Our body has the ability to recognize rogue cells and we can help our immune system perform better and destroy them before cancer cells are formed or cells seed in distant sites.
Are you at risk of cancer? Any family history of it? If so, what might be your biggest trigger risk, maybe it’s insulin resistance, or inflammation, or obesity or stress.
5. Is my body composition changing appropriately with age?
As we age, our bodies change. The most common changes are shifting of fatty tissue, muscle loss, and skin changes. Some muscle loss is perfectly fine but too much and we run into mobility problems and metabolic disease.
It’s important to know what’s abnormal and what’s considered normal aging. Your doctor can help you look for any early signs and offer tests that can catch such conditions early.
6. Am I on track to avoid diabetes?
More and more people are developing diabetes. And though we are also winning on the pharmaceutical front, a medication won’t cure diabetes. Even the best GLP1s will leave a person with diabetes a few decades short of healthy years.
We have many tests that we can do to determine the risk of diabetes in a person. It’s important to know which tests to perform but more importantly which lifestyle changes to encourage in patients.
7. What tests will help us determine my health risk over the next decade?
Some of my patients are at highest risk of depression, obesity, frailty, cancer, osteoporosis, or dementia. A good family history might tell me a lot but sometimes I need specialized testing to find out what they are at risk for.
Once we determine risk we can adjust someone’s lifestyle, habits, and even offer medications, when appropriate.
8. Are my lifestyle changes making a difference?
Thanks to better medical technology we can use tools to determine if someone’s lifestyle changes are having the necessary impact. A dietary change should improve inflammatory markers, lipid levels, and blood pressure or else we’re going down the wrong path.
While I’m not a big fan of unnecessary testing, when someone is at high risk for a certain medical condition, it’s important to track their progress.
“Unfortunately, I missed a major hidden risk in one of my patients who later developed a major tear in his main aorta. Had we screened him much earlier for sleep apnea I think we could have avoided this tragedy and lifelong disability.”
9. How do I prevent heart disease?
Heart disease is broad term we use for heart attacks, strokes, and heart failure. We know it’s one of the most common diseases in the US and we also know that it’s among the most preventable.
Exercise, nutrition, and stress management are quite important. But for some people it’s simply a biochemical problem that may require cholesterol lowering medications.
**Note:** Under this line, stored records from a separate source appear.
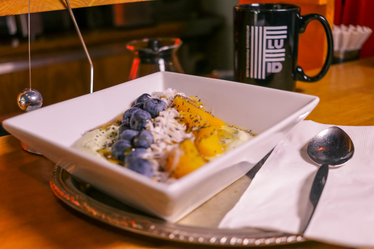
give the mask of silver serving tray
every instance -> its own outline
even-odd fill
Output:
[[[201,245],[243,246],[305,241],[300,235],[246,228],[218,228],[270,153],[247,174],[175,223],[135,209],[107,195],[56,165],[50,181],[55,194],[68,205],[99,221],[145,235]]]

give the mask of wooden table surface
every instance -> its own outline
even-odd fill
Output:
[[[333,66],[318,83],[298,83],[297,91],[321,99],[306,119],[374,125],[374,57]],[[214,248],[148,237],[88,218],[53,195],[49,179],[54,165],[23,150],[14,137],[0,137],[0,248]],[[266,248],[343,248],[309,241]]]

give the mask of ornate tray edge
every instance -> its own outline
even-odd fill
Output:
[[[82,194],[67,186],[62,179],[64,170],[56,165],[50,180],[55,196],[88,216],[114,227],[143,235],[174,241],[201,245],[258,246],[306,241],[300,235],[274,231],[264,237],[253,237],[244,229],[191,227],[170,223],[117,209]]]

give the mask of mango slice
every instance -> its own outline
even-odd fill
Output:
[[[210,126],[209,123],[206,119],[199,116],[196,113],[190,112],[181,111],[179,112],[182,117],[183,118],[184,123],[191,129]]]
[[[195,97],[194,96],[190,97],[190,98],[194,98]],[[204,107],[204,104],[203,104],[203,102],[199,101],[197,99],[191,99],[191,102],[193,103],[194,105],[197,106],[199,108],[200,108],[202,110],[205,110],[205,108]]]
[[[174,166],[178,162],[176,166]],[[180,178],[199,168],[205,163],[194,144],[186,139],[175,150],[172,151],[167,161],[167,170],[171,176]]]
[[[195,143],[200,154],[213,156],[224,151],[217,133],[217,129],[211,126],[201,128],[194,133]]]
[[[212,126],[217,127],[221,127],[225,125],[225,122],[218,118],[214,116],[208,112],[200,109],[195,104],[196,102],[191,101],[189,99],[179,95],[177,95],[174,99],[173,106],[175,106],[178,112],[186,112],[194,113],[196,116],[198,116],[200,122],[202,121],[206,121]],[[194,118],[192,121],[197,120]],[[197,127],[203,126],[200,125],[199,122],[195,122],[190,124],[187,122],[186,123],[191,127],[197,126]]]

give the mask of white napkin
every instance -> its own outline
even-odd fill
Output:
[[[318,167],[307,157],[307,144],[332,126],[298,124],[276,146],[220,227],[299,233]],[[374,247],[374,126],[339,127],[353,141],[353,158],[329,169],[304,235],[345,246]]]

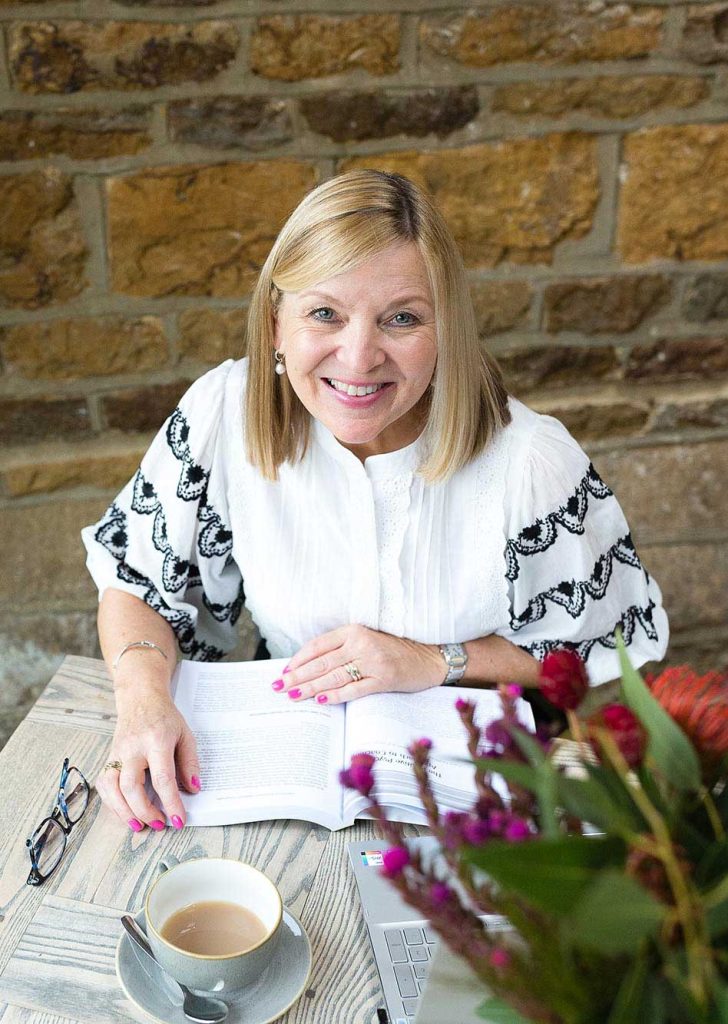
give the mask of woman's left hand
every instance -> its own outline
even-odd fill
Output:
[[[304,644],[273,689],[292,700],[344,703],[368,693],[426,690],[438,686],[446,672],[436,644],[342,626]]]

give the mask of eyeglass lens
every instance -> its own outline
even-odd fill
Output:
[[[66,833],[55,818],[46,818],[33,833],[31,840],[38,860],[38,870],[48,876],[57,865],[66,846]]]
[[[62,796],[69,821],[75,824],[88,805],[88,785],[78,768],[69,769]]]

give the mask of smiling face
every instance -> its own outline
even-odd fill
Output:
[[[275,347],[302,404],[357,458],[412,443],[437,359],[434,301],[417,246],[390,246],[353,270],[285,292]]]

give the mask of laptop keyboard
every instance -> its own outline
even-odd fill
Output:
[[[409,1018],[417,1011],[417,1000],[425,987],[425,978],[437,942],[435,933],[424,928],[386,928],[389,956],[399,988],[402,1007]]]

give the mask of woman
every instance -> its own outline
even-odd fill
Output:
[[[190,387],[83,535],[119,711],[97,788],[130,827],[165,827],[147,768],[182,826],[177,784],[200,772],[176,646],[222,656],[244,601],[289,658],[282,699],[532,686],[563,645],[600,683],[617,626],[634,664],[662,655],[619,506],[557,421],[508,399],[449,231],[405,178],[355,171],[303,200],[248,348]]]

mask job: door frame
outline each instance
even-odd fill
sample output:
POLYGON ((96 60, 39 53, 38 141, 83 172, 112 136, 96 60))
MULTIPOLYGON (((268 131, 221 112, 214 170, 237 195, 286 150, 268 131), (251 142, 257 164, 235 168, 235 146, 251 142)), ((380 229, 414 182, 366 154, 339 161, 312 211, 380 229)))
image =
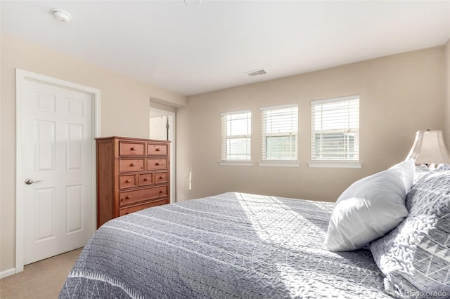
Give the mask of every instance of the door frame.
MULTIPOLYGON (((92 124, 92 136, 94 138, 100 136, 100 90, 91 87, 77 84, 64 80, 44 76, 40 74, 25 71, 20 69, 15 69, 15 273, 23 271, 24 262, 24 195, 22 192, 24 174, 22 173, 22 144, 20 133, 22 131, 22 104, 25 100, 24 98, 24 88, 25 81, 33 81, 43 84, 49 84, 53 86, 70 89, 77 92, 82 92, 91 95, 92 97, 91 120, 92 124)), ((92 142, 91 149, 91 231, 94 233, 96 231, 97 223, 97 205, 96 201, 96 147, 95 142, 92 142)))
POLYGON ((150 107, 150 110, 160 114, 160 115, 165 115, 167 117, 167 123, 169 124, 169 131, 167 132, 167 140, 171 142, 170 145, 170 203, 173 204, 176 202, 176 194, 175 194, 176 189, 175 188, 176 182, 175 171, 176 171, 176 152, 175 152, 175 142, 176 142, 176 113, 172 111, 163 110, 162 109, 150 107))

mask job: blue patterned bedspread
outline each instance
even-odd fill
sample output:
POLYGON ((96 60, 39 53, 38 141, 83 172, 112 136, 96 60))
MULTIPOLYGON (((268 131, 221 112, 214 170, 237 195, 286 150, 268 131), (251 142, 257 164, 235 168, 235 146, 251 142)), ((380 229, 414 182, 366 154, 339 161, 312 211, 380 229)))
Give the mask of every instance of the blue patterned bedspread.
POLYGON ((333 206, 229 192, 114 219, 60 298, 388 298, 368 250, 324 249, 333 206))

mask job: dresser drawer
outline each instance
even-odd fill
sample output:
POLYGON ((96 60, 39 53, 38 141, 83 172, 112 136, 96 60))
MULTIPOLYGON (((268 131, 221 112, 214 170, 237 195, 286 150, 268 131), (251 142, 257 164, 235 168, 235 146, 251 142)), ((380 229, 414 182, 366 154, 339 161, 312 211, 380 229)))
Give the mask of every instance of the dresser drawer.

Fortunately, we have many more options than the old statins of a few decades ago.
And remember, heart disease is not just a cholesterol problem. In this article I go over all the other factors often overlooked when trying to lower cardiovascular disease risk.
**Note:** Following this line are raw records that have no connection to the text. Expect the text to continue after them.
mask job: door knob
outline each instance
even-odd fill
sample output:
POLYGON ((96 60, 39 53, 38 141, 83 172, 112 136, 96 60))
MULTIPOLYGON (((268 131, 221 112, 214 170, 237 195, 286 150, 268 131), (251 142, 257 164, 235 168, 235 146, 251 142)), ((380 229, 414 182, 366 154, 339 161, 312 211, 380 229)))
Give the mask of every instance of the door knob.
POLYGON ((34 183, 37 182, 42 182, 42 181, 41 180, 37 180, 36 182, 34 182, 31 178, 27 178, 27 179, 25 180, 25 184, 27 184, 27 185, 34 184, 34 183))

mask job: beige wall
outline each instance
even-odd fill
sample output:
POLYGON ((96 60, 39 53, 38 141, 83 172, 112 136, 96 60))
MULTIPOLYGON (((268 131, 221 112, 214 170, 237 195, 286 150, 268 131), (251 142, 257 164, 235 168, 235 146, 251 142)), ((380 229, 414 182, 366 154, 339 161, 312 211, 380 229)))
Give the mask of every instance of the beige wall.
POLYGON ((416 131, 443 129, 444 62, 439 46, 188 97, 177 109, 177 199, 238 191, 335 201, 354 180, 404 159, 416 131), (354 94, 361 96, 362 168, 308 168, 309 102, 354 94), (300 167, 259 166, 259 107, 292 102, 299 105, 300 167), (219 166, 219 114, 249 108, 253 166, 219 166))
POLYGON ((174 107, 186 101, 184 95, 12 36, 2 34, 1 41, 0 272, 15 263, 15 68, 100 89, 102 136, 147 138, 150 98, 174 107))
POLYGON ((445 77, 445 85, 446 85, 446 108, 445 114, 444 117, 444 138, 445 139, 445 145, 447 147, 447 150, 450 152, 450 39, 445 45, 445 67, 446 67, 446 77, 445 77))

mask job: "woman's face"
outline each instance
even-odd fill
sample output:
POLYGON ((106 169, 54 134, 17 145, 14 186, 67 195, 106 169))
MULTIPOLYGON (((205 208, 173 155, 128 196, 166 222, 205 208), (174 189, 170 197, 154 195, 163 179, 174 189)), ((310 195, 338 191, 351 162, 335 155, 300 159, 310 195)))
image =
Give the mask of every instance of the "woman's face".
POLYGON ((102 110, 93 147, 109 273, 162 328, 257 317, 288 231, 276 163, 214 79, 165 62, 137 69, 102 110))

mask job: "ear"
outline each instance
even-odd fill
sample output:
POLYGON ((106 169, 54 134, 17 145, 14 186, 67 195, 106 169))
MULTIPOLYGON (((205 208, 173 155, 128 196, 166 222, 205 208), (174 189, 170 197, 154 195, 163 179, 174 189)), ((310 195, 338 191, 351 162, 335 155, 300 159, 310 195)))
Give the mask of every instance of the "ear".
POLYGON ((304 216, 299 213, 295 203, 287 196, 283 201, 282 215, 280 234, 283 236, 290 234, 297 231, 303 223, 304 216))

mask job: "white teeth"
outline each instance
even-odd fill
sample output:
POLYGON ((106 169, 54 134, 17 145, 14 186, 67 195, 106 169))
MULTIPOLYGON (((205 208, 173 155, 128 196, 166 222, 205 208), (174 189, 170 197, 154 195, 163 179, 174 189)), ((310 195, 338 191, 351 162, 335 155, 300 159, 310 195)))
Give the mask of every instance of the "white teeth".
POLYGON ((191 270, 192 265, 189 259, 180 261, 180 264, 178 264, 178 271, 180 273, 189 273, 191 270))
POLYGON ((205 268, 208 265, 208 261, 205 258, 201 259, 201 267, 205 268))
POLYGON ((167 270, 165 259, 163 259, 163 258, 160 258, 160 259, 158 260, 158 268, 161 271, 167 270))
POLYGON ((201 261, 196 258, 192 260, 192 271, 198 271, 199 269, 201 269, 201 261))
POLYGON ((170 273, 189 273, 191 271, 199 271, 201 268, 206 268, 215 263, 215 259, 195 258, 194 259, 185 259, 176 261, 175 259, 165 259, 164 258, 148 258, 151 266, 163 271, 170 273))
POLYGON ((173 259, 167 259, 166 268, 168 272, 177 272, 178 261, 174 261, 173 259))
10. How is my mental health?
Mental health is easily overlooked and can be as impactful as knowing what your cholesterol and blood pressure numbers are. If you believe in mind-body medicine then you’ll know the importance of a healthy outlook on life and cultivating interpersonal relationships.
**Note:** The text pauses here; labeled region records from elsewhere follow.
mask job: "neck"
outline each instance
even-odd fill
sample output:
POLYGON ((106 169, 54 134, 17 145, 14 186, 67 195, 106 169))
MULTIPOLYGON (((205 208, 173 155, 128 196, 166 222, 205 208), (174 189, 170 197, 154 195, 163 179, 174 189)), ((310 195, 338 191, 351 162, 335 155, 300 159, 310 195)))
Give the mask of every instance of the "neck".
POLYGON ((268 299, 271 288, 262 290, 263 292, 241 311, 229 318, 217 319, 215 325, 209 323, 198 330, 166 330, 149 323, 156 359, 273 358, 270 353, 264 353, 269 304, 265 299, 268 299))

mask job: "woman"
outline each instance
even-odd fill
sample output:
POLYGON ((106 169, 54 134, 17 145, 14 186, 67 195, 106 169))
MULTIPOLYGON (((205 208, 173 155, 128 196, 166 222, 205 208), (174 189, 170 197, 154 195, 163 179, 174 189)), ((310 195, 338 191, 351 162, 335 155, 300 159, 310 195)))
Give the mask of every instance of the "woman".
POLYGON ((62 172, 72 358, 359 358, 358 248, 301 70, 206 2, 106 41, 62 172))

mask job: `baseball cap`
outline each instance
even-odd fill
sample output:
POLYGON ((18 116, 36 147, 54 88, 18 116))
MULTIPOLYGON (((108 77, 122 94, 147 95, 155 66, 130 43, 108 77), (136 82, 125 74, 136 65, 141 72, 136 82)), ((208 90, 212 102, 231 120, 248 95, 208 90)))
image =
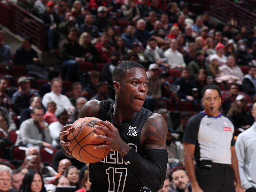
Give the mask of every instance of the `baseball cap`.
POLYGON ((236 100, 240 101, 243 99, 246 99, 245 97, 243 95, 237 95, 237 96, 236 97, 236 100))
POLYGON ((215 54, 211 55, 209 56, 209 60, 211 62, 215 59, 218 60, 219 59, 218 56, 215 54))
POLYGON ((107 9, 106 9, 106 7, 104 6, 100 6, 98 7, 98 9, 97 9, 97 12, 99 12, 102 11, 107 12, 107 9))
POLYGON ((209 31, 209 28, 207 26, 204 26, 201 28, 201 31, 209 31))
POLYGON ((54 6, 55 5, 55 4, 53 1, 48 1, 46 4, 46 6, 47 7, 51 7, 51 6, 54 6))
POLYGON ((29 83, 29 80, 26 77, 20 77, 18 79, 18 84, 20 84, 22 82, 29 83))
POLYGON ((140 45, 137 42, 134 42, 132 43, 132 48, 133 49, 134 47, 139 46, 140 45))
POLYGON ((221 47, 222 47, 224 49, 225 49, 225 46, 224 45, 222 44, 221 43, 219 42, 217 44, 217 45, 216 45, 216 50, 218 51, 219 50, 219 49, 221 47))
POLYGON ((159 69, 159 66, 156 63, 153 63, 150 64, 149 67, 148 67, 148 70, 151 69, 159 69))

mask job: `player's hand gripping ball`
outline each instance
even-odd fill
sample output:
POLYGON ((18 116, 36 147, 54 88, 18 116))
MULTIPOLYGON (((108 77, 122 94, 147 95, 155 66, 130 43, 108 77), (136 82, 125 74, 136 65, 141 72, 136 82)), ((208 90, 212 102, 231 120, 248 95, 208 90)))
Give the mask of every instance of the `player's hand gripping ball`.
POLYGON ((80 118, 71 125, 71 128, 65 140, 71 143, 67 147, 77 160, 89 163, 96 163, 104 158, 110 152, 108 148, 93 149, 94 146, 106 143, 94 137, 95 134, 107 136, 95 127, 98 120, 100 120, 96 117, 80 118))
“I’ve noticed that my patients who aren’t able to deal with certain emotional issues in their 30s and 40s end up with much more severe mental health problems later. We identify it early and intervene appropriately.”
Finding the Right Doctor
I realize that healthcare in Western countries is complicated, hard to navigate, and quite polarized. But there are more and more doctors who genuinely care about their patients and want to help them avoid a disease before it ever sets in.
The modern primary care doctor is more of a friend, confidant. You can text them, email, and do a live session usually the same day. That’s what it means to be a primary doctor for someone. I’ve spent years perfecting my medical practice to meet my patients where they are, make it easy for them to understand their health, support them, and keep them healthy well into their old age.